La ville de Marrakech connaît, ces derniers mois, une situation préoccupante marquée par la prolifération anarchique des personnes se présentant comme gardiens de parkings pour voitures et motos. Une pratique qui est passée d’une organisation limitée et encadrée à une occupation illégale et massive de l’espace public.

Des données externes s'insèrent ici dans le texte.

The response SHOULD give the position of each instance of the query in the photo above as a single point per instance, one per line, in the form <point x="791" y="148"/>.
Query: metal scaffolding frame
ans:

De nombreux individus, sans autorisation légale ni statut officiel, s’approprient trottoirs, places et rues, transformant le domaine public en source de gains quotidiens. Les citoyens et les visiteurs se voient contraints de payer des tarifs arbitraires et non réglementés, parfois assortis de demandes supplémentaires sous prétexte de la « surveillance du casque » pour les motocyclistes.
Cette situation est particulièrement visible dans plusieurs zones sensibles et très fréquentées de la ville, notamment la place Jemaa El-Fna, les quartiers Daoudiate et Massira, ainsi que les avenues Al Ahbass, Allal El Fassi, Mohammed VI et Abdelkrim El Khattabi, connues pour leur forte affluence routière et touristique.
Ce qui suscite l’inquiétude, c’est qu’il suffit aujourd’hui de porter un gilet jaune et d’occuper un espace public pour se proclamer « gardien de parking », sans aucun contrôle ni suivi des autorités compétentes. Une réalité qui illustre le manque de surveillance et la faiblesse de l’application de la réglementation en vigueur.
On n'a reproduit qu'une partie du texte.